Authors Geto Z, Molla MD, Challa F, Belay Y, Getahun T

Received 21 September 2019

Accepted for publication 25 December 2019

Published 14 February 2020 Volume 2020:13 Pages 97—107

DOI https://doi.org/10.2147/JIR.S232009

Checked for plagiarism Yes

Review by Single anonymous peer review

Peer reviewer comments 2

Editor who approved publication: Dr Ning Quan


Zeleke Geto,1 Meseret Derbew Molla,2 Feyissa Challa,1 Yohannes Belay,3 Tigist Getahun1

1National Reference Laboratory for Clinical Chemistry, Ethiopian Public Health Institute, Addis Ababa, Ethiopia; 2Department of Biochemistry, School of Medicine, College of Medicine and Health Sciences, University of Gondar, Gondar, Ethiopia; 3National Reference Laboratory for Hematology and Immunology, Ethiopian Public Health Institute, Addis Ababa, Ethiopia

Correspondence: Zeleke Geto Email zegetdm@gmail.com

Abstract: Mitochondria are organelles with highly dynamic ultrastructure maintained by flexible fusion and fission rates governed by Guanosine Triphosphatases (GTPases) dependent proteins. Balanced control of mitochondrial quality control is crucial for maintaining cellular energy and metabolic homeostasis; however, dysfunction of the dynamics of fusion and fission causes loss of integrity and functions with the accumulation of damaged mitochondria and mitochondrial deoxyribose nucleic acid (mtDNA) that can halt energy production and induce oxidative stress.
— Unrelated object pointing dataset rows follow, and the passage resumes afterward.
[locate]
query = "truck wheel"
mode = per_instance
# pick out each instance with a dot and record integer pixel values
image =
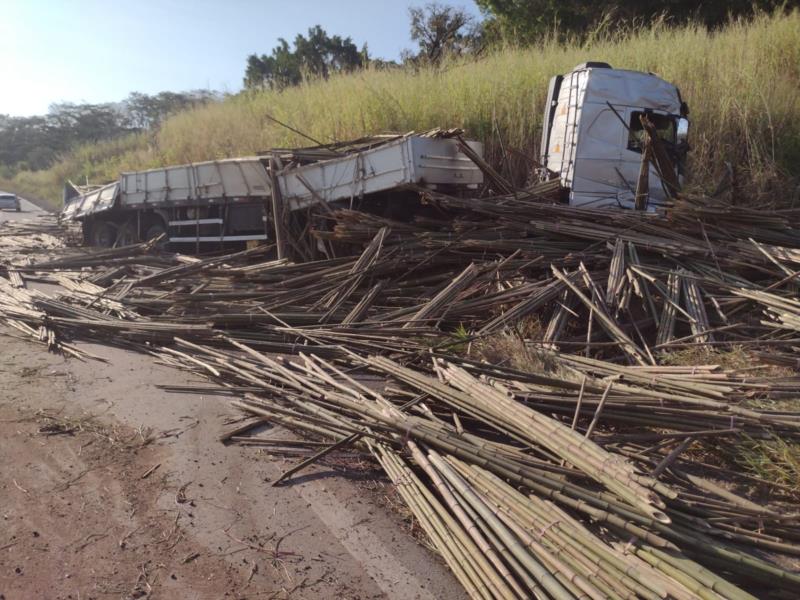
(103, 234)
(155, 230)
(126, 235)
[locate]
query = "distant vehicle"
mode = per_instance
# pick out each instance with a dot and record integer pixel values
(9, 201)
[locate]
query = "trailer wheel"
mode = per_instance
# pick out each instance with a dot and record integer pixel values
(104, 234)
(126, 235)
(154, 230)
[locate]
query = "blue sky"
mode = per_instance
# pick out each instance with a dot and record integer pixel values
(99, 51)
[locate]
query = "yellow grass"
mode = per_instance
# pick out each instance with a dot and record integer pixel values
(741, 84)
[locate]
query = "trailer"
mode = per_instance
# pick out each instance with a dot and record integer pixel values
(600, 126)
(236, 200)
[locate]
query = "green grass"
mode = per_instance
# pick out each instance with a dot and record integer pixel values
(741, 84)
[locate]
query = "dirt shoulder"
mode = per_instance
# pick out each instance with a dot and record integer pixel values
(112, 488)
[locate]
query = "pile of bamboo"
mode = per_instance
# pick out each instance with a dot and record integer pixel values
(583, 475)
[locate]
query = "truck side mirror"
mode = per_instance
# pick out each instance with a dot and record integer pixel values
(682, 131)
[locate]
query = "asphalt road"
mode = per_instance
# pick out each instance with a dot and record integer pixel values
(29, 209)
(77, 524)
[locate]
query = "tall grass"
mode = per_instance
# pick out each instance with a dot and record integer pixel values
(742, 84)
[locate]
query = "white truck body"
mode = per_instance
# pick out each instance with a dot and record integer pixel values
(229, 200)
(590, 128)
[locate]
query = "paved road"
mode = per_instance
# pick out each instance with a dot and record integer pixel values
(340, 540)
(29, 209)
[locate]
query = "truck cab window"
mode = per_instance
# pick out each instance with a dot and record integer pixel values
(665, 126)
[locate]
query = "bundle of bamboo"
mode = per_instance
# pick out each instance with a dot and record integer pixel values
(577, 477)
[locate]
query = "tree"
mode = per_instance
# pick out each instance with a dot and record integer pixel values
(318, 55)
(441, 30)
(526, 21)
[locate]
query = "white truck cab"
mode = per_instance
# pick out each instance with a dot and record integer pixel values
(592, 134)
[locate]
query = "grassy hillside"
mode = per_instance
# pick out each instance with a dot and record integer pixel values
(741, 84)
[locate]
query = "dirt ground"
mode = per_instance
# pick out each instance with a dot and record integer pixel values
(113, 488)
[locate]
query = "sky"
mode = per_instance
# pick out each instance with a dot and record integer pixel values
(99, 51)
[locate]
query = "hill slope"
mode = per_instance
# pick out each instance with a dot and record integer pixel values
(741, 84)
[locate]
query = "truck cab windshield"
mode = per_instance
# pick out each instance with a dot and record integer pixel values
(665, 126)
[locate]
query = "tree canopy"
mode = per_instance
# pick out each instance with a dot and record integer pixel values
(441, 30)
(35, 142)
(315, 55)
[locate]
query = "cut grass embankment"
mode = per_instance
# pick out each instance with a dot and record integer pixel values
(740, 82)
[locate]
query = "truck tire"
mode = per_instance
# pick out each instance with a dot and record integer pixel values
(126, 235)
(154, 230)
(103, 234)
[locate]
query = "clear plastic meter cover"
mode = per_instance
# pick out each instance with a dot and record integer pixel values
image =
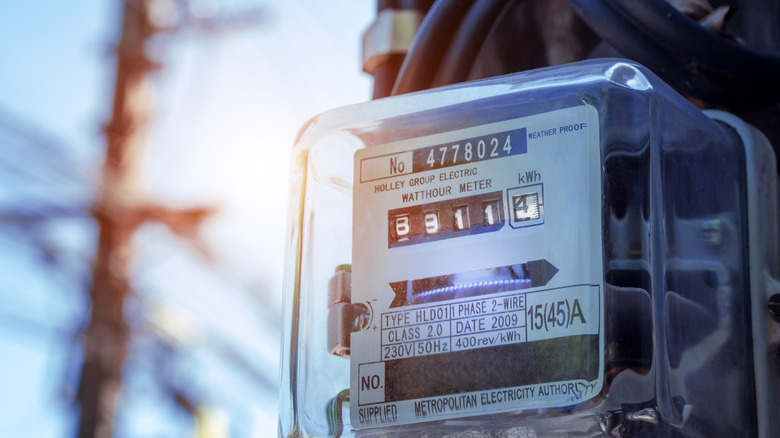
(568, 251)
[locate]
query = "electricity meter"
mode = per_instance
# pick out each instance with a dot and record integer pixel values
(571, 251)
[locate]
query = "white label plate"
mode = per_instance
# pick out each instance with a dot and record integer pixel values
(479, 254)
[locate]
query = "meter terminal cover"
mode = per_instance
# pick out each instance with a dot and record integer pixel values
(569, 251)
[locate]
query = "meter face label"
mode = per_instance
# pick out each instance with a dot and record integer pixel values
(479, 255)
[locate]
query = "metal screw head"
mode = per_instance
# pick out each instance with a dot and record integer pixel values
(712, 233)
(773, 305)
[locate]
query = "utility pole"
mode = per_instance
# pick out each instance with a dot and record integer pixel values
(118, 212)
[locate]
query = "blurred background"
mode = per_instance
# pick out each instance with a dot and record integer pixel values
(144, 154)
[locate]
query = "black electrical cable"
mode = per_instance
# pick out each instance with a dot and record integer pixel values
(386, 71)
(430, 44)
(468, 41)
(689, 57)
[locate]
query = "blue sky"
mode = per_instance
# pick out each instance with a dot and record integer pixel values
(228, 107)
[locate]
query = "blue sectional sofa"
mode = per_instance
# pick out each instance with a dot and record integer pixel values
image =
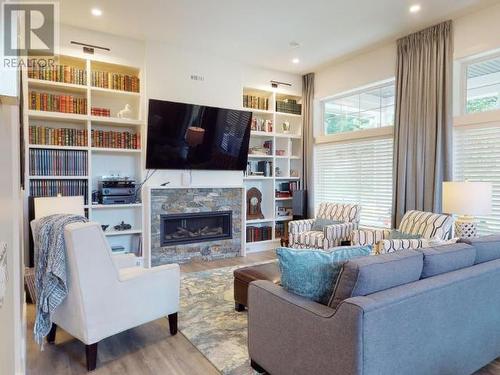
(432, 311)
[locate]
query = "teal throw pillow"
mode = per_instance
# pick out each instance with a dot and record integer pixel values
(320, 224)
(398, 235)
(312, 273)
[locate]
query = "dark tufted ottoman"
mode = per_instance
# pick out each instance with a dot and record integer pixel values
(244, 276)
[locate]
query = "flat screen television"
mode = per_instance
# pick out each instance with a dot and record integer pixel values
(189, 136)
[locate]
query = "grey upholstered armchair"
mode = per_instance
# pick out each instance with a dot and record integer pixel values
(301, 236)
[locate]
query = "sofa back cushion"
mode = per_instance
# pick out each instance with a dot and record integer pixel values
(447, 258)
(341, 212)
(427, 224)
(487, 247)
(312, 273)
(367, 275)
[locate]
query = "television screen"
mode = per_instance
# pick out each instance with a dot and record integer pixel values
(187, 136)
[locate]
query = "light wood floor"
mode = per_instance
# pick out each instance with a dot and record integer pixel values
(146, 350)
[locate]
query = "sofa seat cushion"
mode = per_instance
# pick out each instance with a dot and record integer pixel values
(487, 247)
(447, 258)
(312, 273)
(367, 275)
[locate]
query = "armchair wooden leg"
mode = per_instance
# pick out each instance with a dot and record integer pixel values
(51, 337)
(91, 353)
(172, 322)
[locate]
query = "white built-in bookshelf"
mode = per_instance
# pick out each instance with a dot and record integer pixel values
(97, 161)
(284, 155)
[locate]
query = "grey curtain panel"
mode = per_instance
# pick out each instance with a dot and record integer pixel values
(423, 124)
(307, 135)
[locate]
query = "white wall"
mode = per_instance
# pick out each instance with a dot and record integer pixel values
(474, 33)
(11, 324)
(168, 71)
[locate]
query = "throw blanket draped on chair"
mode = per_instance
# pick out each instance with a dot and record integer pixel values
(50, 269)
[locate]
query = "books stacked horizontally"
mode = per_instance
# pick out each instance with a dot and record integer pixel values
(255, 102)
(57, 163)
(255, 234)
(42, 101)
(42, 135)
(56, 72)
(105, 112)
(111, 139)
(288, 106)
(115, 81)
(51, 188)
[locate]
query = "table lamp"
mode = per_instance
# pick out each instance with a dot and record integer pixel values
(467, 199)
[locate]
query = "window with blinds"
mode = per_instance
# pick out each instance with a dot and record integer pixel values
(356, 172)
(477, 158)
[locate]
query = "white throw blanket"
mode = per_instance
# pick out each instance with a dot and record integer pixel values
(50, 269)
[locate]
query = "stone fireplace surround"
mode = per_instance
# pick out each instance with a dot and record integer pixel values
(171, 201)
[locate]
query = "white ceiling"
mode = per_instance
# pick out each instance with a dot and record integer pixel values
(258, 32)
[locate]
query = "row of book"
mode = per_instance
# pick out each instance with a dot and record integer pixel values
(112, 139)
(44, 135)
(56, 72)
(255, 102)
(288, 106)
(42, 101)
(105, 112)
(51, 188)
(58, 163)
(115, 81)
(255, 234)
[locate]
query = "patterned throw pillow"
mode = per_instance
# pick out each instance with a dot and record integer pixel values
(320, 224)
(398, 235)
(312, 273)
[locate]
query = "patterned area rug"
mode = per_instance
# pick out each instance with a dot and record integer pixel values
(208, 319)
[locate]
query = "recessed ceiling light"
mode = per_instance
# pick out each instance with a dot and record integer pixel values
(415, 8)
(96, 12)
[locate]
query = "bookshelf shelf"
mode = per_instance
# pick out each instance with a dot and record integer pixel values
(116, 150)
(113, 206)
(115, 121)
(34, 177)
(258, 221)
(47, 115)
(56, 147)
(286, 136)
(112, 92)
(97, 161)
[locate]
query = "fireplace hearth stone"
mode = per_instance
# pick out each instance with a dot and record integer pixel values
(168, 202)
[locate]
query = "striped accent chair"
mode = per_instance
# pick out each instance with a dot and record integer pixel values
(429, 225)
(301, 236)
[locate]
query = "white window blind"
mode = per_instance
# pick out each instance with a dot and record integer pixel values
(477, 158)
(356, 172)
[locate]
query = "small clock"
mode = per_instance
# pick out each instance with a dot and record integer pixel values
(254, 200)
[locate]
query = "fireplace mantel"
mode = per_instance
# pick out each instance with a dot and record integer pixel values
(165, 201)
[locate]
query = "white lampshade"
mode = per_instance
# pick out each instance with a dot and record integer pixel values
(467, 198)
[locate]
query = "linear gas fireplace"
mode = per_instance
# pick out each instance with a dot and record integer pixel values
(187, 228)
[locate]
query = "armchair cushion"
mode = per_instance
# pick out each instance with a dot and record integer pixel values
(312, 273)
(367, 275)
(320, 223)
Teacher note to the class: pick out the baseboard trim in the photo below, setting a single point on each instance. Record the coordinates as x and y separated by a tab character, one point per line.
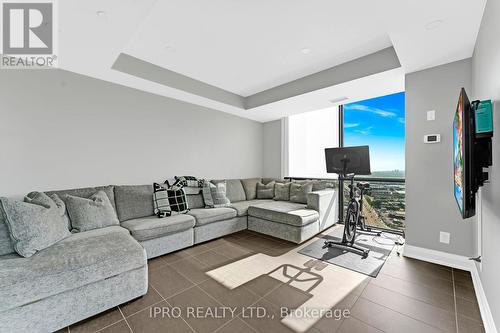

Mitochondrial derived reactive oxygen species (ROS) can mediate redox signaling or, in excess, causing activation of inflammatory proteins and further exacerbate mitochondrial deterioration and oxidative stress. ROS have a deleterious effect on many cellular components, including lipids, proteins, both nuclear and mtDNA and cell membrane lipids producing the net result of the accumulation of damage associated molecular pattern (DAMPs) capable of activating pathogen recognition receptors (PRRs) on the surface and in the cytoplasm of immune cells. Chronic inflammation due to oxidative damage is thought to trigger numerous chronic diseases including cardiac, liver and kidney disorders, neurodegenerative diseases (Parkinson’s disease and Alzheimer’s disease), cardiovascular diseases/atherosclerosis, obesity, insulin resistance, and type 2 diabetes mellitus.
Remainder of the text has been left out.